The Commons will now consider the various Lords amendments to the Brexit legislation, and disgracefully the government is allowing just one day of debate to consider some of the most important questions facing the country.
The most important amendment would enable parliament, rather than the government, to decide what happens next if the Brexit deal that the government comes back with later this year is rejected by the Commons. This is important, as the government is unlikely to deliver a deal that meets Labour’s six tests. On the contrary, it is likely to be a costly, economically damaging, jobs-destroying, rights-removing Tory Brexit.
Other amendments are also important, and the government may well be defeated on them – not least on crucial issues such as the customs union and avoiding a hard border in Ireland.

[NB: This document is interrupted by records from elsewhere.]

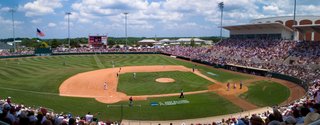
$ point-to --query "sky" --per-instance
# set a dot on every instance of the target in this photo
(146, 18)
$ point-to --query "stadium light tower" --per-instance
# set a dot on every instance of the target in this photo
(221, 6)
(13, 32)
(126, 23)
(68, 14)
(294, 17)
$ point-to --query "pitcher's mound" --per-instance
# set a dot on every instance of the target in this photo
(165, 80)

There is just one amendment that has given rise to a debate within the Labour Party, and that concerns the Lords amendment specifying that the government should aim to stay in the EEA.
The EEA is often presented as the best way of remaining in the single market short of staying in the whole EU. But the EEA as it is now does not cover agricultural or fisheries products, where our trade with Europe is of vital importance to the sectors concerned. And the EEA is not in a customs union with the EU, meaning that goods may face a tariff (border tax) and will in any case face more paperwork, red tape and border controls than now. Singling out the EEA option as a negotiating aim, without specifying that it would need changes, is not the best way forward.

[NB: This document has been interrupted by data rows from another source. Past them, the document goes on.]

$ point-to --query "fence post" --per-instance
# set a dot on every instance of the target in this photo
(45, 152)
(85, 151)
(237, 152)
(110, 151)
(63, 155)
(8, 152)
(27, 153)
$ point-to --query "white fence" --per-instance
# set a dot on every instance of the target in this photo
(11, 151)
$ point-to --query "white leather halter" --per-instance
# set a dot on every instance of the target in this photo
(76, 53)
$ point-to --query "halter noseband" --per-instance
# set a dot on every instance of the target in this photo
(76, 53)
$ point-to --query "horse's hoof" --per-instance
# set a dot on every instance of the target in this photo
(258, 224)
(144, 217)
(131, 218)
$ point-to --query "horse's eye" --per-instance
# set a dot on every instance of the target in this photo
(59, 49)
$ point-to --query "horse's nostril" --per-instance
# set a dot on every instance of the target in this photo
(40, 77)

Might the EEA amendment nonetheless be a useful tactical ploy to defeat the government and point in the general direction of a closer relationship with the single market than it wants? Maybe, if there were a chance of it being adopted.
But, given the whip’s assessment that it would be defeated anyway, the Labour frontbench has instead drafted an alternative amendment that sets out Labour’s position. This amendment, in referring not just to access for Britain to the single market but also to “shared institutions and regulations”, is a significant marker. It spells out more clearly than before the Labour frontbench view of the sort of relationship needed to avoid economic damage to the UK economy.
Labour should unite behind this position and the other amendments where we can force the government’s hand.
Richard Corbett is a Labour MEP for Yorkshire & Humber and leader of the European Parliamentary Labour Party.